Kat drops my cell in her pocket safely out of reach.

“You are going to have a baby one day.” I fix a venomous look at my sister who I suddenly hate with all of my mortality. “It is going to hurt like hellfire. You will beg for something to make it all go away. And I’ll make damn sure you don’t get so much as an aspirin.”

Kat belts out a laugh. “We’ll see about that.” She points to the needle rising on the monitor. “Now breathe.”

Time warbles by in a delirious pain-induced frenzy—a haze of polemic cramps— the tearing and burning of muscles and tissue—the splitting of my entire existence. I close my eyes and try to will myself out of my body—beg for God to take me. I have no desire to see this through. A current of agony rails over me, unrivaled by anything I’ve ever felt before. My entire body is in revolt. This was the pain Mitch put me through when he died, and just when I thought he was incapable of giving me more, here I am.

Voices ignite in the room. A flash of white uniforms, Kat appears, then disappears.

Mitch strides over. He leans in and tries to comfort me.


Mitch
.” I take his hand. It’s so cold. I pull it over my forehead and hold it there. “Help me. Help me die,” I give it in a fevered whisper. I pull him down until his face is over mine, securing him by the back of the neck and cry out in pain.
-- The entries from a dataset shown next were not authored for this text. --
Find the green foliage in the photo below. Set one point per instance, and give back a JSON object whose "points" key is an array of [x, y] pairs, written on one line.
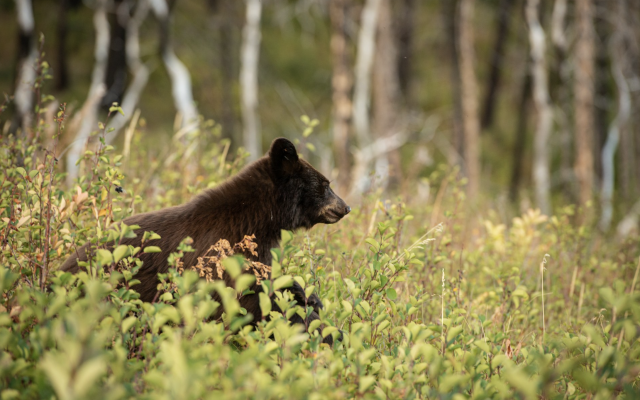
{"points": [[450, 309]]}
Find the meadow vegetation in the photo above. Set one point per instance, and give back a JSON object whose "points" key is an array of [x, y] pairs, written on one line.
{"points": [[435, 299]]}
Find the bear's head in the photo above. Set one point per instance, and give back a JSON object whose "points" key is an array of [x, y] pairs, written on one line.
{"points": [[306, 194]]}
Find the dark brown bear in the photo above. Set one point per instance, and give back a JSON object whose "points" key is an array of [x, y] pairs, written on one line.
{"points": [[278, 191]]}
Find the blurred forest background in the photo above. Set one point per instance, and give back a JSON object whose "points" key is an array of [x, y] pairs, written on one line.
{"points": [[535, 100]]}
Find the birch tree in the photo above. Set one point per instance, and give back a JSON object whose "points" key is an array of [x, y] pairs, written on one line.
{"points": [[496, 66], [137, 68], [545, 114], [26, 68], [341, 84], [87, 119], [178, 72], [386, 93], [364, 63], [619, 64], [584, 97], [249, 57], [469, 92]]}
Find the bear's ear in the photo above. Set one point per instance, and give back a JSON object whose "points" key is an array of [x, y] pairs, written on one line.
{"points": [[284, 156]]}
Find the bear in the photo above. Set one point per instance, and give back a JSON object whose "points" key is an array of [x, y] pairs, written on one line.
{"points": [[278, 191]]}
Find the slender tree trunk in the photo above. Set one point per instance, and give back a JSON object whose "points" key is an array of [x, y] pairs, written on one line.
{"points": [[629, 160], [541, 159], [250, 55], [469, 92], [386, 94], [62, 71], [602, 88], [138, 70], [406, 28], [521, 137], [502, 32], [560, 93], [224, 24], [178, 72], [341, 83], [87, 118], [116, 77], [364, 64], [449, 12], [584, 97], [25, 68], [619, 64]]}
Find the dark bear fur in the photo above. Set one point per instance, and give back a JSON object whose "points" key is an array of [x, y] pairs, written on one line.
{"points": [[278, 191]]}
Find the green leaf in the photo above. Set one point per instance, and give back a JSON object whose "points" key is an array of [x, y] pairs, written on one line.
{"points": [[265, 304], [244, 281], [329, 330], [366, 382], [128, 323], [391, 294], [120, 252], [282, 282], [375, 246], [103, 257]]}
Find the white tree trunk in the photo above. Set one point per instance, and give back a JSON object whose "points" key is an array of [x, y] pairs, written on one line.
{"points": [[545, 114], [249, 57], [139, 71], [23, 95], [619, 64], [557, 24], [469, 93], [87, 118], [584, 97], [178, 72], [364, 63]]}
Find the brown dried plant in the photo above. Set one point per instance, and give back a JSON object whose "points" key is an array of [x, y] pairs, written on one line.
{"points": [[210, 265]]}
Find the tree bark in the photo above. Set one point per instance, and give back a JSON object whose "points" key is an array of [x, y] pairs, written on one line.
{"points": [[25, 68], [62, 70], [584, 97], [364, 64], [521, 138], [619, 65], [87, 118], [116, 76], [469, 92], [406, 28], [602, 89], [341, 83], [224, 24], [178, 72], [250, 55], [541, 159], [502, 32], [138, 70], [386, 94], [449, 13]]}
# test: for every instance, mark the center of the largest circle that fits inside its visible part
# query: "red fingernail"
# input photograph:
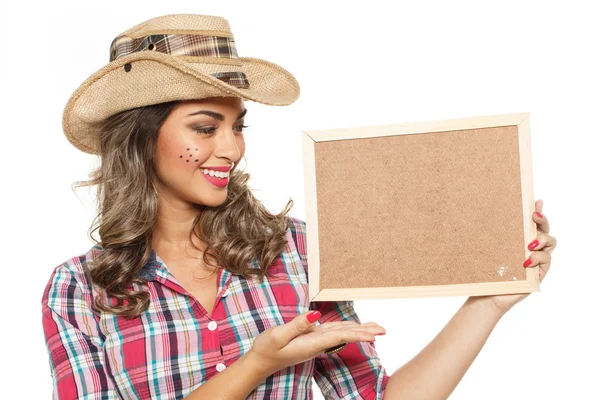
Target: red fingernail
(313, 316)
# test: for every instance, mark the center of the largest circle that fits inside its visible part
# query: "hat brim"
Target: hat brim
(157, 78)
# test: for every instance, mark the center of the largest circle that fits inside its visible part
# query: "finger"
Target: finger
(338, 336)
(370, 327)
(541, 222)
(298, 326)
(339, 325)
(541, 259)
(544, 242)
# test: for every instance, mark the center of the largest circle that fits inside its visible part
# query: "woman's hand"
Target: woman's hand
(299, 340)
(540, 256)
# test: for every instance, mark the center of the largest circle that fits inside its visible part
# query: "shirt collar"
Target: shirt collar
(148, 272)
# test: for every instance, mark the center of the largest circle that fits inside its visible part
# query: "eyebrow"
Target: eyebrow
(217, 115)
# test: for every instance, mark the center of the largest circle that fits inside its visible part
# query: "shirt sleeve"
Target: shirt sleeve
(72, 339)
(355, 372)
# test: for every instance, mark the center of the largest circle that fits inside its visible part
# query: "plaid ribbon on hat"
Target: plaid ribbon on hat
(183, 45)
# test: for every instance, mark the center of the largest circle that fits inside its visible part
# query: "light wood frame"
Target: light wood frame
(312, 138)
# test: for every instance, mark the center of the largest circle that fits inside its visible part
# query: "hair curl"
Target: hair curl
(236, 232)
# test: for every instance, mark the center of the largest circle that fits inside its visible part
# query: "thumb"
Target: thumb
(300, 324)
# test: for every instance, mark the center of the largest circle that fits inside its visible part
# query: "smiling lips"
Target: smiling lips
(217, 168)
(218, 176)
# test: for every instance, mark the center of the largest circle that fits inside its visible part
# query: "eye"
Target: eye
(241, 127)
(200, 129)
(210, 130)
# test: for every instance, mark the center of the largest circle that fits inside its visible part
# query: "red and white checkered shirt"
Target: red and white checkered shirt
(175, 346)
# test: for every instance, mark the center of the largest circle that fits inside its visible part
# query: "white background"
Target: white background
(358, 64)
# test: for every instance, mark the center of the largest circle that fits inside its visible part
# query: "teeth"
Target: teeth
(218, 174)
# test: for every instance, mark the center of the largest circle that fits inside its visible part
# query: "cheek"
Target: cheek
(180, 155)
(190, 155)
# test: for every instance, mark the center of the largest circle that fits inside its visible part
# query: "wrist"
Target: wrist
(258, 363)
(487, 304)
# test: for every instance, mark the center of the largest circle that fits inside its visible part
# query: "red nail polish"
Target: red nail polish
(313, 316)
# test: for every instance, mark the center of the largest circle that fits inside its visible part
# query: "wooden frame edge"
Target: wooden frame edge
(407, 128)
(312, 228)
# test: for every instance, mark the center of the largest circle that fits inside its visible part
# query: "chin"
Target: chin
(212, 201)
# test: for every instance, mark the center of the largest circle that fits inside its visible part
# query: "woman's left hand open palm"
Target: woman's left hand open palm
(542, 246)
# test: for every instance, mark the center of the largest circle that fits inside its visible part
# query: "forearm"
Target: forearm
(436, 371)
(235, 382)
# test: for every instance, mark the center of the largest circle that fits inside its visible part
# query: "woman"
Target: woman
(195, 290)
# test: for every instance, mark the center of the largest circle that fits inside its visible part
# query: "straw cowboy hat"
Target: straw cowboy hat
(171, 57)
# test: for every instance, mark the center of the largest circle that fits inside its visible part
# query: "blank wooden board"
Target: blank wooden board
(420, 209)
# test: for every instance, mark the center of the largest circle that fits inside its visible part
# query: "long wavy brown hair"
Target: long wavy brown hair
(236, 232)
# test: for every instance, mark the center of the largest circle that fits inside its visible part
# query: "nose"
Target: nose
(226, 145)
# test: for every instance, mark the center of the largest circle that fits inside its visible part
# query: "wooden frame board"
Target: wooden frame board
(420, 209)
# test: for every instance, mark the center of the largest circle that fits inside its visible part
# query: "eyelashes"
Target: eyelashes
(208, 131)
(190, 156)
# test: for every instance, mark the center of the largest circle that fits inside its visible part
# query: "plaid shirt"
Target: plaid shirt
(174, 346)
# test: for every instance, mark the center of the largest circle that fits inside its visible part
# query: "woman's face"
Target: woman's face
(199, 134)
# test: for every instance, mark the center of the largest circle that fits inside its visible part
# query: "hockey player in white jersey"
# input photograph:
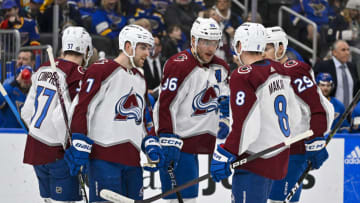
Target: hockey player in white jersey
(186, 115)
(109, 119)
(317, 115)
(44, 145)
(263, 111)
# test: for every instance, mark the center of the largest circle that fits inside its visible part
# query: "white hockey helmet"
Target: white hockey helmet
(251, 36)
(276, 35)
(205, 28)
(134, 34)
(77, 39)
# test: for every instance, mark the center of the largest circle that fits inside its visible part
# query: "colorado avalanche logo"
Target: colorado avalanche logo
(244, 69)
(290, 64)
(181, 57)
(206, 101)
(129, 106)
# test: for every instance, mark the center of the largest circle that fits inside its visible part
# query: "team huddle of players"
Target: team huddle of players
(265, 101)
“It’s okay. The nurse is here,” he whispers as his hot breath rakes across my face. “She wants to check you. I’ll be right back.”
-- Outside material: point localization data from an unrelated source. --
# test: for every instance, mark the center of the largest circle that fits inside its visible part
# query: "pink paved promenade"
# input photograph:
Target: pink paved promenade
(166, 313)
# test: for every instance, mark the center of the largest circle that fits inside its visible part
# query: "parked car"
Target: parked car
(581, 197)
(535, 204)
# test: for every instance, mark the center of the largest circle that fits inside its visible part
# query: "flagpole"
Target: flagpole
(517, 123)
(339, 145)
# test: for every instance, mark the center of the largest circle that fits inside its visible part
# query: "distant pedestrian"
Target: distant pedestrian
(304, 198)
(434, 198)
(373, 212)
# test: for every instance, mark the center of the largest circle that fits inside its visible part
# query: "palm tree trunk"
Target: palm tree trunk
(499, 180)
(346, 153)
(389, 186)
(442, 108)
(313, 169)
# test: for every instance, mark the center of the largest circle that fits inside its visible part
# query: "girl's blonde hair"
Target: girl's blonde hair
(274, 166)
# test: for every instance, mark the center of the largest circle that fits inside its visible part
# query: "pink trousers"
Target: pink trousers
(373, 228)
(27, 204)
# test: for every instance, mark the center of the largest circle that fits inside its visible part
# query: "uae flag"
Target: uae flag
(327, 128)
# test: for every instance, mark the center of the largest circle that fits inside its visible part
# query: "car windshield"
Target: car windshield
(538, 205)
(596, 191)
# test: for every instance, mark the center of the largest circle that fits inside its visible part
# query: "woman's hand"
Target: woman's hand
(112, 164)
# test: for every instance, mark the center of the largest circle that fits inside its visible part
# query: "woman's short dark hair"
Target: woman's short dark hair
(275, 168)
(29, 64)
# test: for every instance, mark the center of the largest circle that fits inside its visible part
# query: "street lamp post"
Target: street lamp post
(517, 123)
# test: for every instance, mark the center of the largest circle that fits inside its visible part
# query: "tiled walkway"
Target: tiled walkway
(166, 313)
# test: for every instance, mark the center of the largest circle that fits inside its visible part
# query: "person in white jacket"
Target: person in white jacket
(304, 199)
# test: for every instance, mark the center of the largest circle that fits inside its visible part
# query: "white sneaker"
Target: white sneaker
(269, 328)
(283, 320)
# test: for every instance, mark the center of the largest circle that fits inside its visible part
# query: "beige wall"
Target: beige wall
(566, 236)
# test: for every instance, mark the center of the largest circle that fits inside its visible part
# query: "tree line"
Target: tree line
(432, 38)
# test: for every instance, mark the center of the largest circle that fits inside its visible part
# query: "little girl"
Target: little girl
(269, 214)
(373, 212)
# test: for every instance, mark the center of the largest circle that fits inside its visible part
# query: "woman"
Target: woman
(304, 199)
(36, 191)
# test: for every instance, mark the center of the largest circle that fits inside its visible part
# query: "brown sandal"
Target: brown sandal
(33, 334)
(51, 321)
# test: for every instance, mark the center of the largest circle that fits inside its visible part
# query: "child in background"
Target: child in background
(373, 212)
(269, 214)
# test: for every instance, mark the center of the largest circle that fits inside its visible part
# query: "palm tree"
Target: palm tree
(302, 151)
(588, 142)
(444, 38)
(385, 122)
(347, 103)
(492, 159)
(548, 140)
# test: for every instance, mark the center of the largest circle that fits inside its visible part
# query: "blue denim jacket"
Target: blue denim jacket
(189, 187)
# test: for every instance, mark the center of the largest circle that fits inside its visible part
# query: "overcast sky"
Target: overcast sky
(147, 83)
“No! You’re not leaving.” I wrangle him closer and whimper. “Please, God, don’t leave.”

“Lee, it’s me, Colt.” He pulls away so I can see his face, but all I can see is the outline of the man I love, the one that put the baby in me to begin with.

“Colt?” I don’t bother hiding my disappointment.

Someone props my legs back and a cool hand tracks up my thighs.

The pain ratchets up again. Molten lava burns through my belly. Every nerve inside me is so horrifically alive, it’s sublime on a hysterical level.

I pull him in hard and sob into his neck like the night I lost my parents, the night I lost Mitch.

“Don’t die, Colt,” I whisper.

“I’m good.” He picks up my hands and threads our fingers—bumps his nose against mine until the nurse extricates her hand from my bowels.